A few months ago, during my Sunday afternoon ritual of folding laundry and flipping through the TV channels, I stumbled on to the movie “Steel Magnolias.” It had been years since I have seen this movie, so I decided to watch. The movie had just started and Julia Roberts was getting ready for her wedding. She along with her mother, who was played by Sally Field, went to Dolly Parton’s hair salon to get their hair done. While Julia was sitting in the chair she started to suffer from hypoglycemia. She was sweating, shaking and yelling at her mother. Sally Field quickly gave her some juice and she started to feel better. Then Julia began crying and apologizing to her mother. I felt my stomach in my throat. Oh God! I had completely forgotten that Julia Roberts had Type 1. I watched a few minutes more, and soon found myself in tears too. I then remembered how the movie would end and I knew I could not watch anymore.
To be clear, I switched the channel not because I worry that Ben will suffer a similar fate as Julia Roberts, but because I did not want to ruin my Sunday afternoon ritual with such a sad movie. I am confident that Jeff and I will make an excellent pancreas for Ben. We are luckily armed with better insulin and more advanced technologies than were available to Julia Roberts and Sally Field 30 years ago. Today, there is every reason to believe Ben is going to live a long and healthy life. However, some things have not changed. And today we still find ourselves, occasionally, battling hypoglycemia. Even though I had changed the channel, I was still wiping away tears. The scene in the salon had felt so real. Julia had played that perfectly. Ben and I have played out that scene ourselves, too many times.
The first year after Ben’s diagnosis, his insulin regiment started the day with two shots. One shot is a short-acting insulin which will take care of his breakfast carbs. This insulin is in and out of his body in a couple hours. The second insulin, NPH, is a longer-acting insulin. It will sit in his system and then kick in a few hours later. We give him this insulin at 7:30 am and then it does it is magic around 11:30 am and noon. Now this is how the insulin is supposed to work. But the human body is still full of mysteries and sometimes this insulin works precisely and sometimes it does not. And if this insulin decides to kick in and you have not already eaten your planned carbs, bad things can happen, just like what happened to Julia Roberts in Dolly Parton’s salon chair.
Our first “Steel Magnolias” moment happened soon after Ben had returned to school. I believe it was a Saturday afternoon. I remember being in the kitchen and Ben was watching TV in the family room. I noticed that Ben was not looking well. I asked him if her felt OK. He yelled back at me, “Yes!” Now this seemed to be a bad sign, so I got the test kit and pricked his finger. He was in the low 30s. I told him he needed some sugar and asked if he wanted juice or icing. He then screamed at me and told me he did not want anything! I tried to force him to drink some juice but he refused to open his mouth.
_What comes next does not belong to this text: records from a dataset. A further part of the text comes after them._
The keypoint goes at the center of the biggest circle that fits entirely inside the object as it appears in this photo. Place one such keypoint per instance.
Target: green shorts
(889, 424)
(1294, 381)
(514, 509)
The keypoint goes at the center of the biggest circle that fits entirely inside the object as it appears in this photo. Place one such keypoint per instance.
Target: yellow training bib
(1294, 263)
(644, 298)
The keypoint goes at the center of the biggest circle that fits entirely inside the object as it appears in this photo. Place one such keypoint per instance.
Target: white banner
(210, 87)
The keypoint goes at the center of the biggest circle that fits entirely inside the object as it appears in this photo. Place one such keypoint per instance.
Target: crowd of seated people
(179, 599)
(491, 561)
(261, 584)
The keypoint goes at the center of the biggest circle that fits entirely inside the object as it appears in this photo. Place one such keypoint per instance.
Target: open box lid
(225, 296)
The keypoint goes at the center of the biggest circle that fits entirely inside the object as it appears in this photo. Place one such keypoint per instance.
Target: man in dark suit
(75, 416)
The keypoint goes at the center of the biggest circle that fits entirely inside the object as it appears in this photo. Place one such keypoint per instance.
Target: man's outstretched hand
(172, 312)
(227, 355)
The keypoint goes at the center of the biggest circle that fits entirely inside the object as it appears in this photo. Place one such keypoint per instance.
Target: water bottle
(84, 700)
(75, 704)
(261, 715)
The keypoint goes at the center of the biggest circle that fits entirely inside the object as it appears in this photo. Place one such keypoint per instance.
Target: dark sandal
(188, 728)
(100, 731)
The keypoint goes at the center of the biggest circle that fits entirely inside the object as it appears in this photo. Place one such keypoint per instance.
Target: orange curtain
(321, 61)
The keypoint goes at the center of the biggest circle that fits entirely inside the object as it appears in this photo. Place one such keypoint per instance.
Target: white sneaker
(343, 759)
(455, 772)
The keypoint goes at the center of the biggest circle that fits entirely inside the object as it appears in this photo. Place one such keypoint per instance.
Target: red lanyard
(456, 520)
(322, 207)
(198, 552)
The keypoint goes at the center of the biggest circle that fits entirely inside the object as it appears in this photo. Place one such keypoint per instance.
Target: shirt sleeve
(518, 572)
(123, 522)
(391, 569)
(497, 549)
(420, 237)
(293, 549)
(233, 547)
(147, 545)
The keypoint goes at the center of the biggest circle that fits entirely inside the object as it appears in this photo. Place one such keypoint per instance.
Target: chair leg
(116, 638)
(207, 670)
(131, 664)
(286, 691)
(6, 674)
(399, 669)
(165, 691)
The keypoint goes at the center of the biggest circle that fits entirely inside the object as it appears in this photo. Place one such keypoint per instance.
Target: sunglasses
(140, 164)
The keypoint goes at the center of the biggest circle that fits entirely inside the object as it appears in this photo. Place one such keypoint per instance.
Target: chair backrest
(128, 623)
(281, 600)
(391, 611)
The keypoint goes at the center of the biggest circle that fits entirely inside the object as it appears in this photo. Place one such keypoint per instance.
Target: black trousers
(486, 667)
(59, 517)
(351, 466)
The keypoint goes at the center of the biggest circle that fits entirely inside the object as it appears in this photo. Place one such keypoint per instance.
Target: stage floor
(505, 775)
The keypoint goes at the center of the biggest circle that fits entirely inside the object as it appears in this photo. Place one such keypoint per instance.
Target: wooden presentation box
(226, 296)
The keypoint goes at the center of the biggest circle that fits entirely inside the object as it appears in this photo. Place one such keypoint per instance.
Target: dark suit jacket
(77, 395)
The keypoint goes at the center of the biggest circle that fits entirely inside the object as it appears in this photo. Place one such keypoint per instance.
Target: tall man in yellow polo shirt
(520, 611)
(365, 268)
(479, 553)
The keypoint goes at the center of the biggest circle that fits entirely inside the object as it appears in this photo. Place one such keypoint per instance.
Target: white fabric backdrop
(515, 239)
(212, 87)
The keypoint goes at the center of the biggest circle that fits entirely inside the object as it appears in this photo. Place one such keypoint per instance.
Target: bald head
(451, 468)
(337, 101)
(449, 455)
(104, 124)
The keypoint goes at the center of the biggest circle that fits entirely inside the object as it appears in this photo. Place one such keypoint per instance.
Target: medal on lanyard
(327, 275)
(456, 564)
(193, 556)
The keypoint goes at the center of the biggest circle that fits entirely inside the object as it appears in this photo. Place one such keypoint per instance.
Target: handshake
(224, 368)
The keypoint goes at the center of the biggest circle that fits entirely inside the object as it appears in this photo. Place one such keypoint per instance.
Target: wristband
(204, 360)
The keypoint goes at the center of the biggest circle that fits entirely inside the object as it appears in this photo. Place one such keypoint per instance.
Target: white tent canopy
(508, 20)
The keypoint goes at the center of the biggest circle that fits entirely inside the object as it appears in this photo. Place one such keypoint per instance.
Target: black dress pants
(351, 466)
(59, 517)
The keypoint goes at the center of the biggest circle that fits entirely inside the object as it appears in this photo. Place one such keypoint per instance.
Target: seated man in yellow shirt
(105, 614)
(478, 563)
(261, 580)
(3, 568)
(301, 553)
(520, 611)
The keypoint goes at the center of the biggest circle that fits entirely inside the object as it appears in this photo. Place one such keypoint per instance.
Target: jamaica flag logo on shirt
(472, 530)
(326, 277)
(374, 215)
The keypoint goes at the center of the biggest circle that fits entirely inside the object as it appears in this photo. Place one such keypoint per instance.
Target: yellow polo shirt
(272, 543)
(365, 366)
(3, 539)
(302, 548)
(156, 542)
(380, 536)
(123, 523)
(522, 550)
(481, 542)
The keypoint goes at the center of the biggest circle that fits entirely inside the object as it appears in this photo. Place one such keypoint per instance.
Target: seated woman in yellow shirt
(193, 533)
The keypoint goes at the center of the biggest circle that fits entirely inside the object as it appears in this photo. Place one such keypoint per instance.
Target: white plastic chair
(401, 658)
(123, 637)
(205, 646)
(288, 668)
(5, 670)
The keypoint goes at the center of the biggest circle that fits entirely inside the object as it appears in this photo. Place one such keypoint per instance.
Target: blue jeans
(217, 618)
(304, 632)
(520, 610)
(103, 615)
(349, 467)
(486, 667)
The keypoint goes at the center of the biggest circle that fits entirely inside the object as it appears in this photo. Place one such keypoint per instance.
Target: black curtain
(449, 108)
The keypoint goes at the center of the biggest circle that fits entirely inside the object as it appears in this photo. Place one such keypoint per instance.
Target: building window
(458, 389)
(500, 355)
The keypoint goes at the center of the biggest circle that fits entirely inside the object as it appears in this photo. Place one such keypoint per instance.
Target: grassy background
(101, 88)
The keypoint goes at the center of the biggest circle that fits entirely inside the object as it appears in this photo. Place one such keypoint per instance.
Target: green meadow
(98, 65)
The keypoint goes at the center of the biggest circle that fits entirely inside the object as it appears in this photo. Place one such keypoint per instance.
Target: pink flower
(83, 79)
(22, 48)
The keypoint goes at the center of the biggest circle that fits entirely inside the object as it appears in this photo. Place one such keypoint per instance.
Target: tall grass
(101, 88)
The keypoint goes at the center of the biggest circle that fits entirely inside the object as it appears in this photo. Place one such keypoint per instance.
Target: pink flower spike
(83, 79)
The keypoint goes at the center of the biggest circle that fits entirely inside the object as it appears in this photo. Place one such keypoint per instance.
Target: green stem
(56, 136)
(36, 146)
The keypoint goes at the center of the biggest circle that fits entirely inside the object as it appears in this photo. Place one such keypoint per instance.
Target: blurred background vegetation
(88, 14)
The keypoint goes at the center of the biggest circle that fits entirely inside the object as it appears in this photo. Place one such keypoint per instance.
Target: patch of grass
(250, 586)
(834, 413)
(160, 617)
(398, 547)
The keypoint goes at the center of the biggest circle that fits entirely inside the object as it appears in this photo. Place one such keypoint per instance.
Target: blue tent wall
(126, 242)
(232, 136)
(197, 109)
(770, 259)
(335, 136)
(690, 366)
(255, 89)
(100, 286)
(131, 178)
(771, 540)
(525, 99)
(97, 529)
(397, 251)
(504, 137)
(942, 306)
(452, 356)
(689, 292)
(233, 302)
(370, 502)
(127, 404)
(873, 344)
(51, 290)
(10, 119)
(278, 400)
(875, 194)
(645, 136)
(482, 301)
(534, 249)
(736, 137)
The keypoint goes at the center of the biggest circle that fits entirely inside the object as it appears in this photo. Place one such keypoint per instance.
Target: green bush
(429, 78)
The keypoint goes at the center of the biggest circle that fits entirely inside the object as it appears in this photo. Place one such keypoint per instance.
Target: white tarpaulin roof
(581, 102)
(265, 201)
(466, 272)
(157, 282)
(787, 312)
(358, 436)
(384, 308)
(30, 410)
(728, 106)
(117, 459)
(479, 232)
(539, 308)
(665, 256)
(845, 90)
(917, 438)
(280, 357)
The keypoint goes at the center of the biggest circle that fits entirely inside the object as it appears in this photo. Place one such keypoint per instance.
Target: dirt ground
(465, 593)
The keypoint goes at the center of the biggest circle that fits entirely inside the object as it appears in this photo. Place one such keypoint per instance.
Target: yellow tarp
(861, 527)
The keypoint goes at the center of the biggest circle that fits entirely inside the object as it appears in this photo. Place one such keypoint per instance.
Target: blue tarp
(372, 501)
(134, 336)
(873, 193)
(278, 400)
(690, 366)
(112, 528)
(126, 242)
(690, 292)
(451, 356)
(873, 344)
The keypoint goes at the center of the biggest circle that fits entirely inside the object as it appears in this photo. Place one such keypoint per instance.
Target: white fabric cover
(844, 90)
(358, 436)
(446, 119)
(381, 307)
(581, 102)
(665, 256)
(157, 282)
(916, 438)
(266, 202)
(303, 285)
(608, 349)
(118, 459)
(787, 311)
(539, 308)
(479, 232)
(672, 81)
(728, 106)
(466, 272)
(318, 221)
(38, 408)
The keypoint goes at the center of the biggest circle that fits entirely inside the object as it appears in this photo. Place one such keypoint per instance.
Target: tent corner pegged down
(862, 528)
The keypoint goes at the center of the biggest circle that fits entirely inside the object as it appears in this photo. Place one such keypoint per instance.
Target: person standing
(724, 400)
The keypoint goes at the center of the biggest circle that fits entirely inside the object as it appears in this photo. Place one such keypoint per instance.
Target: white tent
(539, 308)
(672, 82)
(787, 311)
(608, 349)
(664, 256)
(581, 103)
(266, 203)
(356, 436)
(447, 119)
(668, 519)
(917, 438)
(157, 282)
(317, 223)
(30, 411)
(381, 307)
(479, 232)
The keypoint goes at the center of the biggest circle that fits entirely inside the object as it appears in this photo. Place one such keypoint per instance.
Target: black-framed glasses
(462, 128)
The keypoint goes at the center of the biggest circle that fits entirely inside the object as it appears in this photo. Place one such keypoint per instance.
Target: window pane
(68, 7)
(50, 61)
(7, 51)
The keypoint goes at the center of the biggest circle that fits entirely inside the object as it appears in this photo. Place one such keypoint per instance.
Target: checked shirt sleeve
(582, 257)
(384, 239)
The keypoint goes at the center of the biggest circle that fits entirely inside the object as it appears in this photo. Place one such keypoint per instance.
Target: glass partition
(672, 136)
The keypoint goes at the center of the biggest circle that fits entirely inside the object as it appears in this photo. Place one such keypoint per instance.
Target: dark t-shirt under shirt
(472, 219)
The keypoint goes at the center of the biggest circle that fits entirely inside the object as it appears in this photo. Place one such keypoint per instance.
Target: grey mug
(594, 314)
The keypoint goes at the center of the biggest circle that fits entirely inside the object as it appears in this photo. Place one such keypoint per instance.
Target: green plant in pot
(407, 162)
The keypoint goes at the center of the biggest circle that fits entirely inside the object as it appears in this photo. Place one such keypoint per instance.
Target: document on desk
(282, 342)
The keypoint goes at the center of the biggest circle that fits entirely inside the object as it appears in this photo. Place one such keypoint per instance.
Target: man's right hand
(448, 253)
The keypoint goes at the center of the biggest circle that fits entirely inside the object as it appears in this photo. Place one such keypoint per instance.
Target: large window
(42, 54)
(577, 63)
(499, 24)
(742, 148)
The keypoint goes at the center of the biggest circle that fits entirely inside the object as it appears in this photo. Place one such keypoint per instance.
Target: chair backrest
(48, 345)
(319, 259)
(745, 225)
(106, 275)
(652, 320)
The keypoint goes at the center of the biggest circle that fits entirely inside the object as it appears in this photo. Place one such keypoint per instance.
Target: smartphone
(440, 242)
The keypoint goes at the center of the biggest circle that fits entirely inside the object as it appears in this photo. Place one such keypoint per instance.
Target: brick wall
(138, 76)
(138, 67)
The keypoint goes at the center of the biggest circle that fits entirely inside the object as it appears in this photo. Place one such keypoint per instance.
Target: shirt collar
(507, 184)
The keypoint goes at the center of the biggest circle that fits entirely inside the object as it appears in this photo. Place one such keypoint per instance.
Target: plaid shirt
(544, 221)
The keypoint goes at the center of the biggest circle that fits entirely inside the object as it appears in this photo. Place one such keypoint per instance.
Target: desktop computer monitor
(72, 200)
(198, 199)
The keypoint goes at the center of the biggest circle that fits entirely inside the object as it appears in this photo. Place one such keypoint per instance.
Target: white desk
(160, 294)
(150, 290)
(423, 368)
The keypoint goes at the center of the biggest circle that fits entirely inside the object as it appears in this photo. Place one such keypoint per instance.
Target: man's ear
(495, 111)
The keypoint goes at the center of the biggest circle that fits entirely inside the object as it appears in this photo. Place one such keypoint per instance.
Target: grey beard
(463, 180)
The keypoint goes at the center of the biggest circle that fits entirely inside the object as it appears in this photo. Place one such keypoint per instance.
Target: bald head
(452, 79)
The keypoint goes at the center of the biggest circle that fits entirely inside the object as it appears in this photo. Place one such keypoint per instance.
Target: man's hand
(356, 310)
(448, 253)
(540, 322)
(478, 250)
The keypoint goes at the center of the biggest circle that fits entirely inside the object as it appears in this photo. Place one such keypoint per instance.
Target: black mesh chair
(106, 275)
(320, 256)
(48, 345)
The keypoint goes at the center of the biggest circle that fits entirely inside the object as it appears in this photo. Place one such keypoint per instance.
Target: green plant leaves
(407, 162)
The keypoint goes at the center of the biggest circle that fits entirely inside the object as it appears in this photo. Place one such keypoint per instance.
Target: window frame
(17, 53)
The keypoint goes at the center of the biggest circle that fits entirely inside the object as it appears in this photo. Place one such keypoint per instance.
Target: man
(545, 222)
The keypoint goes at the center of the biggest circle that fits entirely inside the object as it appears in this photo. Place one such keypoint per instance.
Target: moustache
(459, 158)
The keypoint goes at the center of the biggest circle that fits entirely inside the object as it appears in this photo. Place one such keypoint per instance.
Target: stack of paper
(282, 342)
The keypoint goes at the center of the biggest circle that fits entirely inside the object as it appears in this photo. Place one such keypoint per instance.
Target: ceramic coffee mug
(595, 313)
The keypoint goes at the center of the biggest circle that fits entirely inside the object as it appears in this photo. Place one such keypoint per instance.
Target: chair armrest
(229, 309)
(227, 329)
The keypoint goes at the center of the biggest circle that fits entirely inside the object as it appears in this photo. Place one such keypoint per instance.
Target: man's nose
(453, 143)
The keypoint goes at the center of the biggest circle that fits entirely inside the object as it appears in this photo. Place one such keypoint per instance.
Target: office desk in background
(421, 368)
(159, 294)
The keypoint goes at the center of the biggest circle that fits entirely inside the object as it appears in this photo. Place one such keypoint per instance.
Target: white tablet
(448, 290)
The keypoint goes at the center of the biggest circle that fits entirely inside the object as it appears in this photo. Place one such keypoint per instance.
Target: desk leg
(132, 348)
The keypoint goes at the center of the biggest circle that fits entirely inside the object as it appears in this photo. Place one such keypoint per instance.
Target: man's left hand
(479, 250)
I then decided to give the icing a try. I had to force his mouth open and shove frosting in it. I had to force him to keep his mouth shut so he would swallow. Now I had to wait 15 minutes before I could check if this worked. While I was waiting and pacing, Ben continued to cry and scream at me telling me how much he hated me. Once the 15 minutes was up I checked his sugar again. He had only come up into the 40s. I needed him to be about 70, so one more bout with screaming Ben and a tube of frosting.
Eventually, this worked. When I checked the last time I was sitting next to him on the sofa. I knew the number would be OK because he had finally calmed down. The meter read 80, and then Ben started to sob.
He looked up at me through his tears and said, “Mommy, I am sorry.”
I hugged him and said, “No Ben, I am sorry. I am sorry I had to force that icing in your mouth.” I asked, “Do you forgive me?”
He said “Yes.” And then Ben asked “Do you forgive me?”
I said, “Of course!”
I explained that I understood why he acted the way he did and asked if he understood why I had to do what I did. He said he did. Miraculously, even though Ben was only six years old when he was diagnosed he seemed to understand what had happened to him and what we needed to do to take care of him. So I reminded him that this will likely happen again. But when it does there will be no more sorrys! We will do what we need to do and there will be no more apologies needed. Ben sobbed a little more. I held him a little longer.
Then I asked, “No more sorrys?”
Ben agreed, “No more sorrys, mommy.”
Over the past two years we have been through many highs and many lows. Most of them have not been so dramatic. Ben has gotten a lot better at feeling the early signs of hypoglycemia. And when he does we can most often avoid replaying dramatic movie scenes. But when they do happen they most often end with a hug, but never an apology.